Pronoun resolution is part of coreference resolution, the task of pairing an expression to its referring entity. This is an important task for natural language understanding, and the resolution of ambiguous pronouns is a longstanding challenge.
Unfortunately, recent studies have suggested gender bias among state-of-the-art coreference resolvers. Google AI Language aims to improve gender-fairness in modeling by releasing the Gendered Ambiguous Pronouns (GAP) dataset, containing gender-balanced pronouns (50% of its examples containing feminine pronouns, and 50% containing masculine pronouns).
Team Members:
We did not did not fine-tune Bert, but still had a couple of ideas that worked pretty well. We used a Bert-large with concatenated embeddings from -3, -4, -5, -6 layers. As Ceshine Lee pointed out in his great kernel, it's beneficial not to use the last layer. After some experimentation, we settled on -3, -4, -5, and -6 layers based on CV scores.

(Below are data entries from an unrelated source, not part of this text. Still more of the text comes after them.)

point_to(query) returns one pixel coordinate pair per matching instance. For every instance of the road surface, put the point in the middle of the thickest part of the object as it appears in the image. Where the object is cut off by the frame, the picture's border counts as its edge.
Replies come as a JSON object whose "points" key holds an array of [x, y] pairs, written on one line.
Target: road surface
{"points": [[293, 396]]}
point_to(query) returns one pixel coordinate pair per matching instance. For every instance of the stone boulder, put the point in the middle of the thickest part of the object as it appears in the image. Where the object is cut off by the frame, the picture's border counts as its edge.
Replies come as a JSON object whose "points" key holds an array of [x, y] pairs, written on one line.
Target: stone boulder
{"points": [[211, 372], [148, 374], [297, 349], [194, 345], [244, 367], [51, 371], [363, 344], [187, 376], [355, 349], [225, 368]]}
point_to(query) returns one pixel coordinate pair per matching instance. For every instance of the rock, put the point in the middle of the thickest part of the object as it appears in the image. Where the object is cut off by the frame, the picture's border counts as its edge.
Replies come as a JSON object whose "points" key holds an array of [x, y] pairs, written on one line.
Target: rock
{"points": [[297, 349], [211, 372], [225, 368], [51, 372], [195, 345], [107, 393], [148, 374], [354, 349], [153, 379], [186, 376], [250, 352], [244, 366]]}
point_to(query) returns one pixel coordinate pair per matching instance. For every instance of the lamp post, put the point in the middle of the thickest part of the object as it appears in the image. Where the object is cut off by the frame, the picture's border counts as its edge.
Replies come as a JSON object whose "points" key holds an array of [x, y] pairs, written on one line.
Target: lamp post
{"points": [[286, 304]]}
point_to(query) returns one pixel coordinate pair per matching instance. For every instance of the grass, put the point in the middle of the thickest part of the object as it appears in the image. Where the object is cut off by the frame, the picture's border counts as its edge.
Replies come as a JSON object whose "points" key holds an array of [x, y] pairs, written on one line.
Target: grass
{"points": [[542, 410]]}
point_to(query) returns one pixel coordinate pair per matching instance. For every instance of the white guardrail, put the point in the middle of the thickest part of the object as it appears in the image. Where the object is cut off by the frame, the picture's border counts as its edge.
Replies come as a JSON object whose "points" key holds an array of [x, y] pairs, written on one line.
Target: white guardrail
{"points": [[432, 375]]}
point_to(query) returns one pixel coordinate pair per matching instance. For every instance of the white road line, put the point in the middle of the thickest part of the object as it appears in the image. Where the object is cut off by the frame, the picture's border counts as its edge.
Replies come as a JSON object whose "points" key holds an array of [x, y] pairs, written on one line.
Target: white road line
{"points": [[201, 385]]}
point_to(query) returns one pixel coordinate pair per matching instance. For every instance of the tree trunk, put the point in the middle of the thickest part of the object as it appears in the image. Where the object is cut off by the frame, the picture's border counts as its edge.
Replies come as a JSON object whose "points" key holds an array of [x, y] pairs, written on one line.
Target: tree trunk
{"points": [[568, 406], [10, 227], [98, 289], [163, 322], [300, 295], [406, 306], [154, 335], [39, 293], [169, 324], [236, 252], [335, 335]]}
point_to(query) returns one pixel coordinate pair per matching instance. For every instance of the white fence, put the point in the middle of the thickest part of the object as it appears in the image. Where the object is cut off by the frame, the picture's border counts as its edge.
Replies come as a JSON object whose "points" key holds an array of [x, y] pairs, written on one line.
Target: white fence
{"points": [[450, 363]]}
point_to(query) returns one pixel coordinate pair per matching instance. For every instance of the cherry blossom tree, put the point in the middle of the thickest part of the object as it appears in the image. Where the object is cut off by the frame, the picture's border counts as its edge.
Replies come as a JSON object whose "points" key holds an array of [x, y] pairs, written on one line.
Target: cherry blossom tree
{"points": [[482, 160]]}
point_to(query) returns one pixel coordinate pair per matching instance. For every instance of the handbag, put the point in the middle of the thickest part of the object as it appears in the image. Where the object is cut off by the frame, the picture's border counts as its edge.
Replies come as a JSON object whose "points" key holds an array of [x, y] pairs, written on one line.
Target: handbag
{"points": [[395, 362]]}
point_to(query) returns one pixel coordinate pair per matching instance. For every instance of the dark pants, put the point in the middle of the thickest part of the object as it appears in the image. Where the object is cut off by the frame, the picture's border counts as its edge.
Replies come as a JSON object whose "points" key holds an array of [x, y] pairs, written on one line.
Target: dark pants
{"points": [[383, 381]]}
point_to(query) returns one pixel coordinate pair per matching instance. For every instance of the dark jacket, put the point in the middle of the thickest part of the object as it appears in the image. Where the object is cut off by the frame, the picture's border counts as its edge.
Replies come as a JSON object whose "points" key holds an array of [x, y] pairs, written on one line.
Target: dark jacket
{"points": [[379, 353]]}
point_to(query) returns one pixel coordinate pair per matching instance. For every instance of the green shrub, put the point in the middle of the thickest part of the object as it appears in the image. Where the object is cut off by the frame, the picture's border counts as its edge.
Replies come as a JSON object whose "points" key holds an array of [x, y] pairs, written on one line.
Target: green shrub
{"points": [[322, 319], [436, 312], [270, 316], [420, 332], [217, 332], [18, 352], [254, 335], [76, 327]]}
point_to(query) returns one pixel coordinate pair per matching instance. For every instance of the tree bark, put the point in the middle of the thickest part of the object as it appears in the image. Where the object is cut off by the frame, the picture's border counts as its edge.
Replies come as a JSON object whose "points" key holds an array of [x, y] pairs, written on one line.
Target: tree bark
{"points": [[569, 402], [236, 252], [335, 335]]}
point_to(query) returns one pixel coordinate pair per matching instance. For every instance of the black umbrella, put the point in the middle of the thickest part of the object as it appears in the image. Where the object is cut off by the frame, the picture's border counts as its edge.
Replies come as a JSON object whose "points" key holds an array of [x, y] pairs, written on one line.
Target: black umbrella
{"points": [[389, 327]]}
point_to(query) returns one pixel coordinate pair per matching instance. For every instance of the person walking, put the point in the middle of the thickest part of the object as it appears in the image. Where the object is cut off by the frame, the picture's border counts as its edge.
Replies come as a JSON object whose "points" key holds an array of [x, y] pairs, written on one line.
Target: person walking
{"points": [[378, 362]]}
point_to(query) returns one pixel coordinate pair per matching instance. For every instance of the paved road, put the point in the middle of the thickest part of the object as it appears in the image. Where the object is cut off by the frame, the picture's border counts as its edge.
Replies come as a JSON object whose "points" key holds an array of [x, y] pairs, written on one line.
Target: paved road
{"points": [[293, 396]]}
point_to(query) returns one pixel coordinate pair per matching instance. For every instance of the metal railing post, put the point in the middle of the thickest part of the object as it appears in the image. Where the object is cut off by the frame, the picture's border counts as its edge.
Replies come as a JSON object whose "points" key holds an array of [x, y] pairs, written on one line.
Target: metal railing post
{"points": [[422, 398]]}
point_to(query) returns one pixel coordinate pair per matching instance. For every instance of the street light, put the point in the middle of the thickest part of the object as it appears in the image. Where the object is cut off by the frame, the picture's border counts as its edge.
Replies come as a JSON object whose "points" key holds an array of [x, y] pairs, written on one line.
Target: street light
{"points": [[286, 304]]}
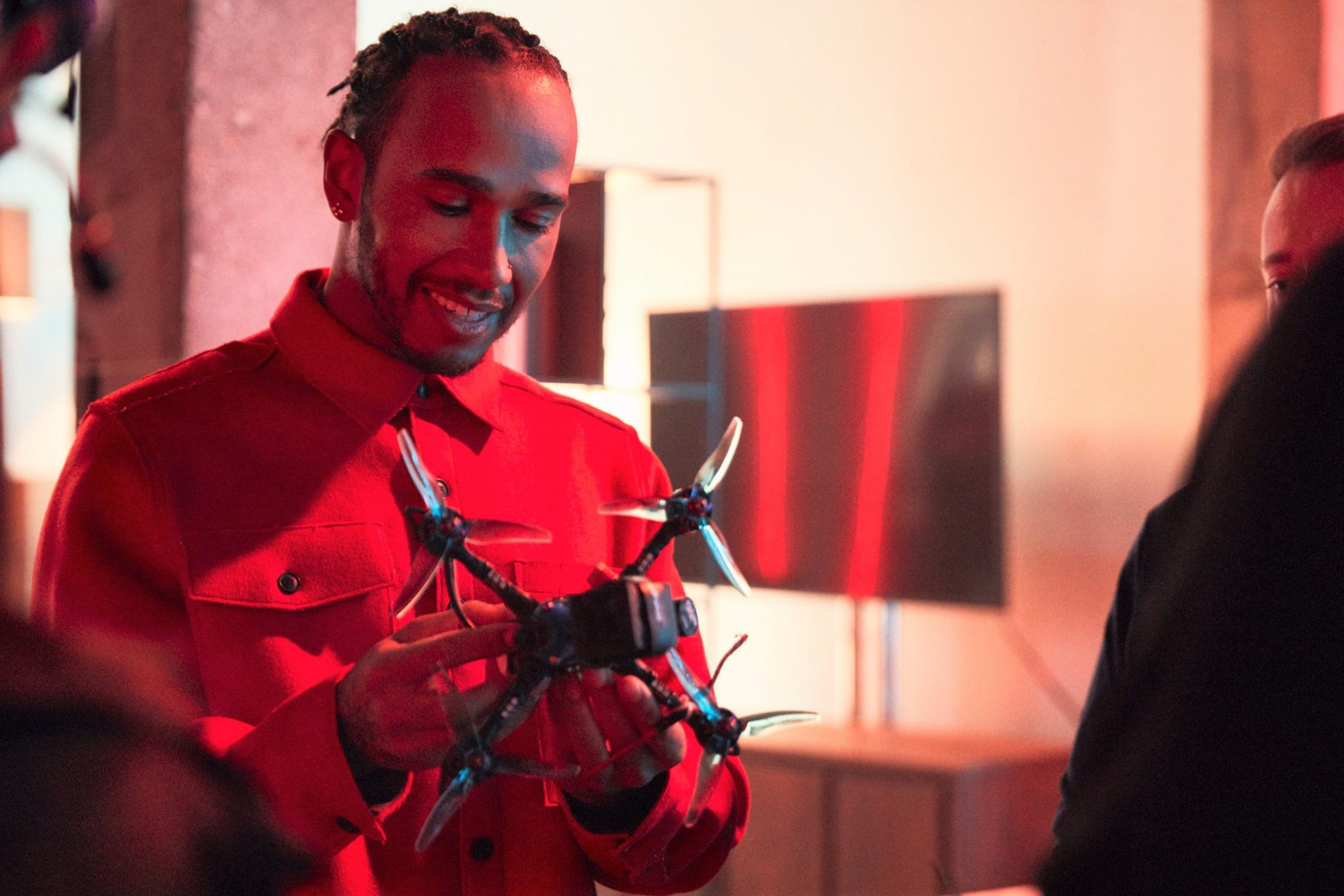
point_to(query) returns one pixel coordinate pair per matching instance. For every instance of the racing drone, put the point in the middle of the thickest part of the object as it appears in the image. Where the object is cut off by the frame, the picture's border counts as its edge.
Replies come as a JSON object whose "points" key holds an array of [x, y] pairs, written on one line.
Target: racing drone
{"points": [[616, 625]]}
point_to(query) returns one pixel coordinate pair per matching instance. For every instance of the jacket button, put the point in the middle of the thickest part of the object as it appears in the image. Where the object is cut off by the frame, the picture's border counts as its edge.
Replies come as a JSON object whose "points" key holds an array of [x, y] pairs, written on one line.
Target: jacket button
{"points": [[482, 849]]}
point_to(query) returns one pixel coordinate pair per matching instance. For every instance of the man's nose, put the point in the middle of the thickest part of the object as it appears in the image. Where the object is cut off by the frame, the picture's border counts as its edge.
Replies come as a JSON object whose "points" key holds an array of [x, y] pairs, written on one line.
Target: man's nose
{"points": [[490, 262]]}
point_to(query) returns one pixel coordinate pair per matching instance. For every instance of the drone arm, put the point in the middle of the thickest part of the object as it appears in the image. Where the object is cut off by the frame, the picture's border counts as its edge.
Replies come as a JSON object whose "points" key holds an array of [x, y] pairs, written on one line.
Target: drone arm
{"points": [[514, 598], [655, 547]]}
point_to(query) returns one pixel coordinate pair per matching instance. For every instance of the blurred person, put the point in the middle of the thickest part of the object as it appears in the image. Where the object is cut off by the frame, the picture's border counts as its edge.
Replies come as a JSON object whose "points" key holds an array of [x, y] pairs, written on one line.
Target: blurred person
{"points": [[1168, 577], [1304, 215], [245, 508], [104, 790], [1225, 773]]}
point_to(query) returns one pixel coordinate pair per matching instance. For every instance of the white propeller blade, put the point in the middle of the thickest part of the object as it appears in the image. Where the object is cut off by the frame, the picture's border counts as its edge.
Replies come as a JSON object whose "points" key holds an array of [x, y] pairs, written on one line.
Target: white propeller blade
{"points": [[714, 468], [764, 723], [706, 778], [719, 548], [642, 508]]}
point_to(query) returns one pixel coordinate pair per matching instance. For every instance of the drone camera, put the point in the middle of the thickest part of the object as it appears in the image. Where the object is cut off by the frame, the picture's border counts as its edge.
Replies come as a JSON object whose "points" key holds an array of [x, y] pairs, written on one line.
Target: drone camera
{"points": [[628, 619]]}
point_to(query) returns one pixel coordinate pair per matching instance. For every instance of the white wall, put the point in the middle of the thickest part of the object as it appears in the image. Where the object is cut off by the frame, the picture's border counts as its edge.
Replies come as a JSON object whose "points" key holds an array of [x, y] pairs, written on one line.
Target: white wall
{"points": [[1050, 148]]}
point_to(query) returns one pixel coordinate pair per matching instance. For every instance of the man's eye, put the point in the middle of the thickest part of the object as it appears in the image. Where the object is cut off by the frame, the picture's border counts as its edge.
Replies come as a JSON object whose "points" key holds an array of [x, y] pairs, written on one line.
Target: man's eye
{"points": [[448, 209], [536, 223], [1276, 292]]}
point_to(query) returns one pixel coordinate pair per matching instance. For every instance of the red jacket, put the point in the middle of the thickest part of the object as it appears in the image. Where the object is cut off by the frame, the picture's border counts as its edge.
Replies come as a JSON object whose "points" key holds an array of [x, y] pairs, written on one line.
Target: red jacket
{"points": [[190, 493]]}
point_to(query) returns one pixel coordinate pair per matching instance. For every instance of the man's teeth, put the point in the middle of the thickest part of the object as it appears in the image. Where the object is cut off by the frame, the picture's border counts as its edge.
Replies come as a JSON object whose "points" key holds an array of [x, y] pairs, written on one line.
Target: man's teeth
{"points": [[459, 310]]}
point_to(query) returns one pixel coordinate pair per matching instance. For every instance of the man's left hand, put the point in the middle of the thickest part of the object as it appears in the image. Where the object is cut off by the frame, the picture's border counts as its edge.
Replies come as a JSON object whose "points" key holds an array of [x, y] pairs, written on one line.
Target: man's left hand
{"points": [[598, 714]]}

We used corrected and original data. We couldn't decide which models to choose: the ones that were trained on original or corrected data. Until we tried to blend them and it worked great (0.34-0.35 for original/corrected and 0.33 after the blending for Public LB). Our 2 final submissions were only different in terms of weights in blending. We tried 0.6/0.4 and 0.5/0.5 for corrected/original data. Just like in Public LB, 0.6/0.4 split worked better (0.24838 vs 0.25200 Private LB).
We applied data augmentation inside each fold by simply swapping A and B columns and concatenating with original data. We train a simple NN (4 layers with BN, ReLU and dropout) on top of bert embeddings and linguistic featureour model for 10 folds. Sophisicated models did not work in our favor and we determine to use those models.